American voters are complex and malleable, and all kinds of external events can change what they see as important to them, Soltis Anderson said.
“You never know when a pandemic is going to hit, and it’s going to dramatically change people’s views on what the government should or should not be responsible for doing,” she said. “I think there is a reason for those who are conservative who may be very disaffected with the Republican Party and think that it is on the wrong track to not necessarily feel like they must leave and start something new.”
She said the lockdown hasn’t helped things, with many people inside their homes, scrolling on sites like Facebook where conspiracy theories can take hold and spread.
“Hopefully, as the vaccine is distributed, as lockdowns come to an end, if you do know someone whose politics has become their hobby and their religion, to the extent that you can, begin replacing it with other things and helping nudge them in that direction,” Soltis Anderson said. “That’s probably much healthier than just repeatedly telling them that you think they’re an idiot, which is one of the least effective persuasion tools out there and it is what is constantly used in our political discourse, as a way to try to change the other side’s minds.”
A post-event discussion hosted by SNF Paideia in partnership with Penn TableTalk, a student-run organization for fostering discussion about challenging topics, gave students and alumni a chance to weigh in on the panel and the topic.
Sophomore Aditya Bhati, a computer science major from Plymouth, Minnesota, was a participant in the discussion.

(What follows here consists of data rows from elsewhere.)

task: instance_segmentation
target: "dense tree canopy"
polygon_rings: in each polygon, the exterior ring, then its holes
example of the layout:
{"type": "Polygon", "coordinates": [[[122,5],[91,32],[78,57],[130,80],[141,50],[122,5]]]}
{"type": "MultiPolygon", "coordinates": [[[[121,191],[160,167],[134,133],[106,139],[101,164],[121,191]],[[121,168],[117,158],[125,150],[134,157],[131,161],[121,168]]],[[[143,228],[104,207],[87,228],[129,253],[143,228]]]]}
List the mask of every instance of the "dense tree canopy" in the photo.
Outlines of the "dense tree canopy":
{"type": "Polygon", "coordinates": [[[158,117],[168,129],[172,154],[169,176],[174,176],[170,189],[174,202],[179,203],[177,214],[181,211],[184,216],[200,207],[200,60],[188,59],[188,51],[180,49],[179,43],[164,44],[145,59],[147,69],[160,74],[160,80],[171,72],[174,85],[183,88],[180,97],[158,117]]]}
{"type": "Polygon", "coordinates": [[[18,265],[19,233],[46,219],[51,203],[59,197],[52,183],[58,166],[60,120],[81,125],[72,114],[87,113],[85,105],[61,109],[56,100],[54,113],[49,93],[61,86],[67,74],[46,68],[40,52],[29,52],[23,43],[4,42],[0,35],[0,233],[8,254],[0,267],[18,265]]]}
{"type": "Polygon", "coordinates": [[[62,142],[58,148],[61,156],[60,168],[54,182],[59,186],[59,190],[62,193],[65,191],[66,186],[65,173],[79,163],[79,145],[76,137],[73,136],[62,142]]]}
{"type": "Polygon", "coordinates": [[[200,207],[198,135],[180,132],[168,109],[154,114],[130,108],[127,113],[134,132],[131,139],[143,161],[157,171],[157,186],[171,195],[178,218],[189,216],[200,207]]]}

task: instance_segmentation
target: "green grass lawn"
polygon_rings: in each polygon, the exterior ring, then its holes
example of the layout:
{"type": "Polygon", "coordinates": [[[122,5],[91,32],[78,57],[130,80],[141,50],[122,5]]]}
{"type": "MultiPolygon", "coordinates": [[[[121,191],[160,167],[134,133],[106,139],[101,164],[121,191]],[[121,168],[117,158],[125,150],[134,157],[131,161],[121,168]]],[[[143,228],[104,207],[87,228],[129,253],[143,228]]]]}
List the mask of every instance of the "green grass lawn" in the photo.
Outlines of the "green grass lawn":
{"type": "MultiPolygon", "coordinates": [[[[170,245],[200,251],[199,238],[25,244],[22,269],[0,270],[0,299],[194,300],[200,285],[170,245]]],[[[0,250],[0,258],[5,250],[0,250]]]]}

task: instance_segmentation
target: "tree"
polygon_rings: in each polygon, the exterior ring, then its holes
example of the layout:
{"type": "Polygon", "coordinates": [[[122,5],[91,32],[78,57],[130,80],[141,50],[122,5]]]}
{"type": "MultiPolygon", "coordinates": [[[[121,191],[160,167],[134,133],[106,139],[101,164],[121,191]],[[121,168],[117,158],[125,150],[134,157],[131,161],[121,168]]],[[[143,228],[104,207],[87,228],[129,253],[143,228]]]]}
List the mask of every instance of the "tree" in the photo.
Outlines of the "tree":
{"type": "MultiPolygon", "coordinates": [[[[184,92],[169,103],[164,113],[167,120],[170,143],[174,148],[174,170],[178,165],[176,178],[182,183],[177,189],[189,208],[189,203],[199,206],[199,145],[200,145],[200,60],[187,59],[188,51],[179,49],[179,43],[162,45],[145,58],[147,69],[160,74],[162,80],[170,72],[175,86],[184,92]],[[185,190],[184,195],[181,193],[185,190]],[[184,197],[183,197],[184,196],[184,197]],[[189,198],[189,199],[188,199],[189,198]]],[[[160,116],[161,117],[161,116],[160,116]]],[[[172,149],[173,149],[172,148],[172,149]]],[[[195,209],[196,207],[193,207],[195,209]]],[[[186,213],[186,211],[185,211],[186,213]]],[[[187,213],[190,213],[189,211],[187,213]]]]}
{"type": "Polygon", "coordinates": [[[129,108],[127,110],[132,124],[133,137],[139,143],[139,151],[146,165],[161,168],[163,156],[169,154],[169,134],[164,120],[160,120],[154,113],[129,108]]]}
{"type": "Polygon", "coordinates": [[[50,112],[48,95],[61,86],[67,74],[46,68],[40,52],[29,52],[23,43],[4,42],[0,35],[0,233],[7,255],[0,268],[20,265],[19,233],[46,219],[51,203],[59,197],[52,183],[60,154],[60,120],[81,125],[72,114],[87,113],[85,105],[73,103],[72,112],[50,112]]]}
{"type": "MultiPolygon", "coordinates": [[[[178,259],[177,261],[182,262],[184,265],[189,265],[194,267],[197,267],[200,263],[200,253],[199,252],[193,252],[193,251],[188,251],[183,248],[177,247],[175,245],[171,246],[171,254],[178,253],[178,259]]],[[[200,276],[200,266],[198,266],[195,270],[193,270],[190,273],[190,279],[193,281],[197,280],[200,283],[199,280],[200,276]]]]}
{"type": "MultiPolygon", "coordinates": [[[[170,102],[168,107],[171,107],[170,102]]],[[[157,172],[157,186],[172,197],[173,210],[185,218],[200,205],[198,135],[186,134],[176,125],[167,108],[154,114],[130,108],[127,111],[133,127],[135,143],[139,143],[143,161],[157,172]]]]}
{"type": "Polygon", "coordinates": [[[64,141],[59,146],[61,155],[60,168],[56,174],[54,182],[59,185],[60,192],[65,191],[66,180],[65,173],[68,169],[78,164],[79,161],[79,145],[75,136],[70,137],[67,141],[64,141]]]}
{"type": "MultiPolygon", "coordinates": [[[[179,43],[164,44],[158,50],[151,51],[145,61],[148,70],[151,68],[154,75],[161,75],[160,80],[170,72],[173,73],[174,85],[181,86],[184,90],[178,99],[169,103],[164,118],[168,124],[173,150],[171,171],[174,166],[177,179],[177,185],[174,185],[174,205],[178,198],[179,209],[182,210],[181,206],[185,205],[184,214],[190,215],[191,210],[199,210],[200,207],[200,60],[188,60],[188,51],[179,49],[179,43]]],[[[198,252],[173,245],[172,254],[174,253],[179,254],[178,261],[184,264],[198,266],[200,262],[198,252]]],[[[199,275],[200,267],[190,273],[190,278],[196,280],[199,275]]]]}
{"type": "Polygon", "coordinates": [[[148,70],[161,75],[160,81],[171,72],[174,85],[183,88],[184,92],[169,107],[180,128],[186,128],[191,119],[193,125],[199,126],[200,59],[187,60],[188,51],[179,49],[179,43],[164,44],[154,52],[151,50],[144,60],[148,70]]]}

“It was really insightful to hear the thoughts of a variety of people, ranging from Mr. Satullo, who was the moderator for the panel, to students from other universities like Columbia and Carnegie Mellon University because we heard from a variety of ages, backgrounds, and areas of expertise,” she says.
Participants in the TableTalk event discussed topics including America’s two-party system in general, the tension between parties grappling for identity versus ideologies, and America’s political climate going forward.
For Brian Song, a junior majoring in biochemistry from Ridgewood, New Jersey, who was a facilitator for small group discussions at the TableTalk panel, one particularly meaningful conversation involved the political polarization and misinformation that grows on the internet and social media.
“Each group member,” he said, “brought their various perspectives on where they encountered this polarization and how they might have contributed to it, and this one talking point from the night before led to half an hour of conversation.”
A video of the “The Future of Conservatism” virtual panel discussion can be seen on the SNF Paideia Program’s YouTube channel until March 12.